「おととい」と「おとつい」

私が日本語を教え始めたばかりの頃、最大の問題は語彙の制限だった。入門期の学習者にあれもこれも覚えなさいというのは酷である。厳選した必須項目のみを覚えてもらうべきであろう。

外国語を早く身に付けたいという立場に立てば、もちろん最も普遍性が高く、使用頻度の高い語彙から覚えていきたいはずだ。

だが、日本語について深く考えたことのない母語話者はそういう判断がうまくできないことがある。

「おととい」も「おとつい」もどちらも使うけど、いったいどちらを教えるべきなのだろう。「おとつい」が関西的だなんて思いもしなかった。

教科書には「おととい」が載っているのに、知らず知らず「おとつい」を使っていて…
「先生、『おとつい』は何ですか」
「えっ? 昨日教えたばかりなのに! なんで?」
と内心逆ギレする始末。当時の学生さん、すみません。

方言ではないが、「あした」と「あす」にも注意が必要だ。「あす」は初級の学習者には通じないと思った方がよい。

七日を「なのか」と読まずに「なぬか」と読む。「あぶない」を「あむない」と言う。「さむい」を「さぶい」と言う。日本語母語話者にとっては、たいしたことのない差だが、学習者には通じない。

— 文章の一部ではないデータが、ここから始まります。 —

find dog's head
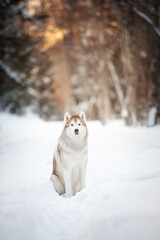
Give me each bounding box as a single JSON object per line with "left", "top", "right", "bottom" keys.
{"left": 63, "top": 111, "right": 88, "bottom": 139}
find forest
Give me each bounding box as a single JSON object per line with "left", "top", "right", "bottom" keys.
{"left": 0, "top": 0, "right": 160, "bottom": 125}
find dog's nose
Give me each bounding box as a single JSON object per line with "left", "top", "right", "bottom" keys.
{"left": 74, "top": 129, "right": 79, "bottom": 134}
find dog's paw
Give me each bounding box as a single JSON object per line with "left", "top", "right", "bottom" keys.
{"left": 66, "top": 193, "right": 72, "bottom": 198}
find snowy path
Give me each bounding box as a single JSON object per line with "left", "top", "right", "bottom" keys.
{"left": 0, "top": 113, "right": 160, "bottom": 240}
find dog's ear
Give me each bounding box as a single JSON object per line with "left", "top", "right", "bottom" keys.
{"left": 79, "top": 111, "right": 86, "bottom": 122}
{"left": 64, "top": 112, "right": 71, "bottom": 123}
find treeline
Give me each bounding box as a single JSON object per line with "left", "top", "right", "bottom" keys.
{"left": 0, "top": 0, "right": 159, "bottom": 125}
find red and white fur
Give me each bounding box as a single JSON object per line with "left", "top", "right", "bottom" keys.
{"left": 50, "top": 111, "right": 88, "bottom": 198}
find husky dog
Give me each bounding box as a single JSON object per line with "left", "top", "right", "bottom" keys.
{"left": 50, "top": 111, "right": 88, "bottom": 198}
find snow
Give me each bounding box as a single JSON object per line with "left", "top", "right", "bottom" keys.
{"left": 0, "top": 112, "right": 160, "bottom": 240}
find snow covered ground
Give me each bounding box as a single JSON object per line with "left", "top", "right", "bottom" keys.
{"left": 0, "top": 112, "right": 160, "bottom": 240}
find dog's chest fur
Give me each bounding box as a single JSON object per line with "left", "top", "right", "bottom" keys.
{"left": 59, "top": 134, "right": 88, "bottom": 169}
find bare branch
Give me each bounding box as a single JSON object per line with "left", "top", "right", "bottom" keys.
{"left": 0, "top": 60, "right": 23, "bottom": 83}
{"left": 107, "top": 60, "right": 124, "bottom": 105}
{"left": 127, "top": 0, "right": 160, "bottom": 37}
{"left": 20, "top": 8, "right": 44, "bottom": 28}
{"left": 133, "top": 7, "right": 160, "bottom": 37}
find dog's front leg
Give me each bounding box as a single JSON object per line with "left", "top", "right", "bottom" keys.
{"left": 63, "top": 169, "right": 72, "bottom": 198}
{"left": 80, "top": 165, "right": 86, "bottom": 190}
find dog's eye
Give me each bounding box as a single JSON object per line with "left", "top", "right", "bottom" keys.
{"left": 71, "top": 124, "right": 74, "bottom": 126}
{"left": 78, "top": 123, "right": 81, "bottom": 126}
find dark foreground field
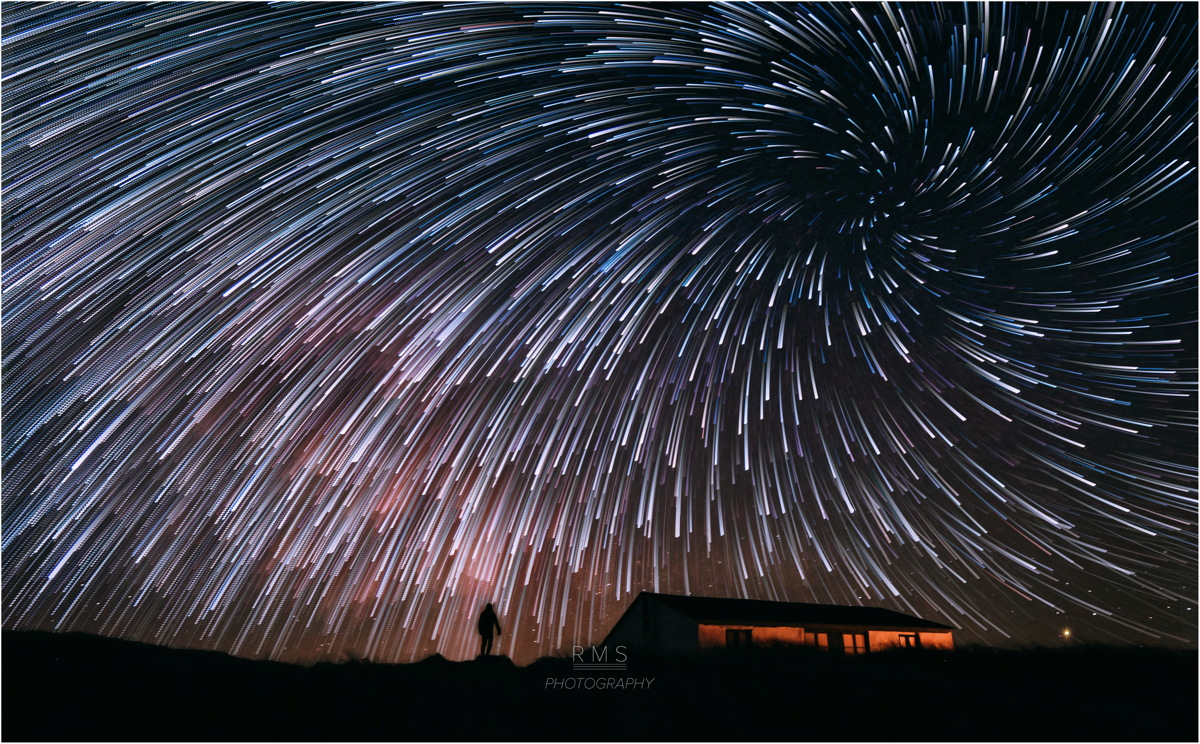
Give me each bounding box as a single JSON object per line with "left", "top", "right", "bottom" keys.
{"left": 3, "top": 630, "right": 1196, "bottom": 742}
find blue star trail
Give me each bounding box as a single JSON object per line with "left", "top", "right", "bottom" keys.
{"left": 3, "top": 2, "right": 1196, "bottom": 665}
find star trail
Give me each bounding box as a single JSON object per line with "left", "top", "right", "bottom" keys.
{"left": 3, "top": 2, "right": 1196, "bottom": 665}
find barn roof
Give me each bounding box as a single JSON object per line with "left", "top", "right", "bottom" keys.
{"left": 640, "top": 592, "right": 955, "bottom": 630}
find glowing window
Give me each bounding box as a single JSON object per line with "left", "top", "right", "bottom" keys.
{"left": 725, "top": 628, "right": 752, "bottom": 647}
{"left": 845, "top": 633, "right": 868, "bottom": 654}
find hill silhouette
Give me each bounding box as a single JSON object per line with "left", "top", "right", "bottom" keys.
{"left": 3, "top": 629, "right": 1195, "bottom": 741}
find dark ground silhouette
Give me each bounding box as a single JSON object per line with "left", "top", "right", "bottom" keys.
{"left": 3, "top": 629, "right": 1195, "bottom": 741}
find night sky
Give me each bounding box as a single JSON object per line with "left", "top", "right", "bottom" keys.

ある種の日本語の豊かさではあるのだけど、そういう部分はきちんと切り取って、学習者には提出しなくてはならないのだ。

ちなみに、
私の母(1945年滋賀県生まれ京都市在住)は「なぬか」としか言わない。1972年兵庫県加古川市生まれの夫が「あぶない」と言っているのを家では聞いたことがない。必ず「あむない」と言う。